Error creating figure with more Curves than Sets1to3 colors

How can I create figures with more Curves than there are colors in the Sets1to3 color set?

The example below creates a generic data set based on the args of the create_generic_data() function. Below you can see args of (3, 22, 10) will create 3 figures with 22 Curves each, with 10 points per curve. It works fine because the 22 curves don’t exceed the 22 colors available in ds.colors.Sets1to3. If you change 22 to any higher value, an error is raised.

I’ve tried using inferno instead of Sets1to3, but I get same error. I’ve tried using Sets1to3*10 to extend the color list, but same error still.

I imagine my options would be different if I wasn’t planning on plotting much more data, such as 100’s of Curves per plot, and using datashader.
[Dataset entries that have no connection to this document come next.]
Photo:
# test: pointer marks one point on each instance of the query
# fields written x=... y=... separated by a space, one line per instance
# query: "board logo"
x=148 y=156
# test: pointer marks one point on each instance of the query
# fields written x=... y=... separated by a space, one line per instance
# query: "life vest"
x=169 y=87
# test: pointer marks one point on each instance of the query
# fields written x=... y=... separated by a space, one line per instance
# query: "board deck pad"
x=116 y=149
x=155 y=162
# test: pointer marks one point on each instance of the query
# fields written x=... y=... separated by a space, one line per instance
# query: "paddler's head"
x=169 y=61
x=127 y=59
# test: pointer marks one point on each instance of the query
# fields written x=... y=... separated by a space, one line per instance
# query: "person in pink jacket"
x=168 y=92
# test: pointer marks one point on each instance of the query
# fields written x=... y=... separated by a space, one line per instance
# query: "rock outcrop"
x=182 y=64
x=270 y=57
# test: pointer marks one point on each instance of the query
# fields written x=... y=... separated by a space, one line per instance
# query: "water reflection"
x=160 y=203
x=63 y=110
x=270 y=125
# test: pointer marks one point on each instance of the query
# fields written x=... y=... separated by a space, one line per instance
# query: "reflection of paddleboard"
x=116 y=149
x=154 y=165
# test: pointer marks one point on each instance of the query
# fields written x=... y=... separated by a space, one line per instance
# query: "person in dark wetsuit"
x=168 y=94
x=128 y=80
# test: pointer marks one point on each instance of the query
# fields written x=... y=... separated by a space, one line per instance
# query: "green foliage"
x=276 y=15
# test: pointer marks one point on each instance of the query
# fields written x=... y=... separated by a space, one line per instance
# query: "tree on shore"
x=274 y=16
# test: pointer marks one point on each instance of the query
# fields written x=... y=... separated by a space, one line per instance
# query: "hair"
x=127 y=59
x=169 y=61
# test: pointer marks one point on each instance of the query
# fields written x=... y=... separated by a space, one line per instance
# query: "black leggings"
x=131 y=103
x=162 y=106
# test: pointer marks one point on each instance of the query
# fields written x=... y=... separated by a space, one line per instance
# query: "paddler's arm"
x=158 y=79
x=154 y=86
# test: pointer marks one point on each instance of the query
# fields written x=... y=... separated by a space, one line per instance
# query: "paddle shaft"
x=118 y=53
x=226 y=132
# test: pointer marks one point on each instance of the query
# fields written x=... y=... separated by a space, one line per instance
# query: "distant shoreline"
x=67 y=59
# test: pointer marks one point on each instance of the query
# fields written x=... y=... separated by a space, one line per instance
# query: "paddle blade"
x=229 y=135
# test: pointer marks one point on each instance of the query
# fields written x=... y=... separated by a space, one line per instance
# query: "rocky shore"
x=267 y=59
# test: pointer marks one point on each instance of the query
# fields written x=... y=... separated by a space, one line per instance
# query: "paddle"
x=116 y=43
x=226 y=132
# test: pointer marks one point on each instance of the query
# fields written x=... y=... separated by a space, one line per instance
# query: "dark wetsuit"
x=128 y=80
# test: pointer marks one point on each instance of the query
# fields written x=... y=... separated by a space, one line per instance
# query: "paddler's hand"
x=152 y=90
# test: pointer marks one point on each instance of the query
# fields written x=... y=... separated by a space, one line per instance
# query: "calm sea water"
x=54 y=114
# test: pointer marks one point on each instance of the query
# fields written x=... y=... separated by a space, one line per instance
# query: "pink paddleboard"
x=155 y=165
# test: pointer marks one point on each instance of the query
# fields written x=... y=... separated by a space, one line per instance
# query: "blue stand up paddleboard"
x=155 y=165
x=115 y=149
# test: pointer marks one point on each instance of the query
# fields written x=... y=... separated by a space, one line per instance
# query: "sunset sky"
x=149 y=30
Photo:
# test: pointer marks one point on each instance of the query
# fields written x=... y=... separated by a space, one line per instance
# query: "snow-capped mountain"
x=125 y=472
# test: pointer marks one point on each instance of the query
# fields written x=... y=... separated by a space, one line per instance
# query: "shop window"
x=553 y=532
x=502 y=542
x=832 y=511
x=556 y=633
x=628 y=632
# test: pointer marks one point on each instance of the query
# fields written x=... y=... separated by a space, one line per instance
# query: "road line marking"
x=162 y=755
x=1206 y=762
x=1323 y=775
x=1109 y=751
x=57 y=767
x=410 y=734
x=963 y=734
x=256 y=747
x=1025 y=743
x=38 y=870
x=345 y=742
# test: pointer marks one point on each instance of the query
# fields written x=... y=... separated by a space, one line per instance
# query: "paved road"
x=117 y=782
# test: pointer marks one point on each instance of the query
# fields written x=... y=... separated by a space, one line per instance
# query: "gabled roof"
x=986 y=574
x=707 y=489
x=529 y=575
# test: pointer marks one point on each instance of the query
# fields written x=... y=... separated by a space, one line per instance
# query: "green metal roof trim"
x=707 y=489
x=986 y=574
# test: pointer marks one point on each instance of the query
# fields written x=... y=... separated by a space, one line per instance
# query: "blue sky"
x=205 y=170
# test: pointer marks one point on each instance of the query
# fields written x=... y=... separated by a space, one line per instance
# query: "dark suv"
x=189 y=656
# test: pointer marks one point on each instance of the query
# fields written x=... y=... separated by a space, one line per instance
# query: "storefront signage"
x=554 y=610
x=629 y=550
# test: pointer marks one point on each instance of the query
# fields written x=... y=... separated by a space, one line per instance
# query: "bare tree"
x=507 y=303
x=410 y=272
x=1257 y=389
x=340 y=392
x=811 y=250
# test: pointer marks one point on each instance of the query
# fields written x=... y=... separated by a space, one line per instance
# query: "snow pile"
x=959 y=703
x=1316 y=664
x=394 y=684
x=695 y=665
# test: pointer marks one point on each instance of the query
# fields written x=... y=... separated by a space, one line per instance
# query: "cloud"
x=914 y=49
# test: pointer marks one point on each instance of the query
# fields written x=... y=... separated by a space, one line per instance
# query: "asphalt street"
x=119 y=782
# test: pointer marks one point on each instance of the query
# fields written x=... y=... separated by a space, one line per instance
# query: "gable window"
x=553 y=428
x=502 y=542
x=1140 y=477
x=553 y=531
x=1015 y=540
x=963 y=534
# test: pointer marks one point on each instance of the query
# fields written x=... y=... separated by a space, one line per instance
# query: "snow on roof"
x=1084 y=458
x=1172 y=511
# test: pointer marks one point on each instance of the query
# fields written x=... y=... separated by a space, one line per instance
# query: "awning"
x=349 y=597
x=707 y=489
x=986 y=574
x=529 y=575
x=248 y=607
A reasonable approximation of my big-picture task would be to create a dataset using create_generic_data(10, 300, 100000).

Any suggestions?

import pickle
import holoviews as hv
import panel as pn
from holoviews.operation.datashader import datashade, rasterize, dynspread
import datashader as ds
import ipdb

hv.extension('bokeh')

class MultiPlot:
    """tbd description
    Inputs?
        - data: can be dictionary with two levels of keys.  One plot is created for each first-level key, then subseq.
                keys are plotted within each plot.
        """

    def __init__(self, data, max_plots=6, plot_width=800, plot_height=150, cnorm="eq_hist", line_width=2,
                 pixel_ratio=2):

        # Create a dictionary of all Curves.  Top-level keys define number of subplots.  Secondary-level keys point to
        # each parameter to be plotted in each subplot.  Time indices are aligned to start time.
        curves_dict = {top_key: {sec_key: hv.Curve((sec_value.index.map(lambda x: (x-x[0]).total_seconds()),
                                                    sec_value.values), kdims=['Time'], vdims=['Value'])
                                 for sec_key, sec_value in top_value.items()
                                 }
                       for top_key, top_value in data.items()}

        # Create color key for all second-level keys in data dictionary, and color_points as invisible element to drive
        # legend
        sec_keys = sorted(set([sec_key for primary_key, primary_value in data.items()
                               for sec_key in primary_value.keys()]))
        color_key = zip(sec_keys, ds.colors.Sets1to3)
        color_points = hv.NdOverlay({k: hv.Points([(0,0)], label=str(k)).opts(color=v, size=0) for k, v in color_key})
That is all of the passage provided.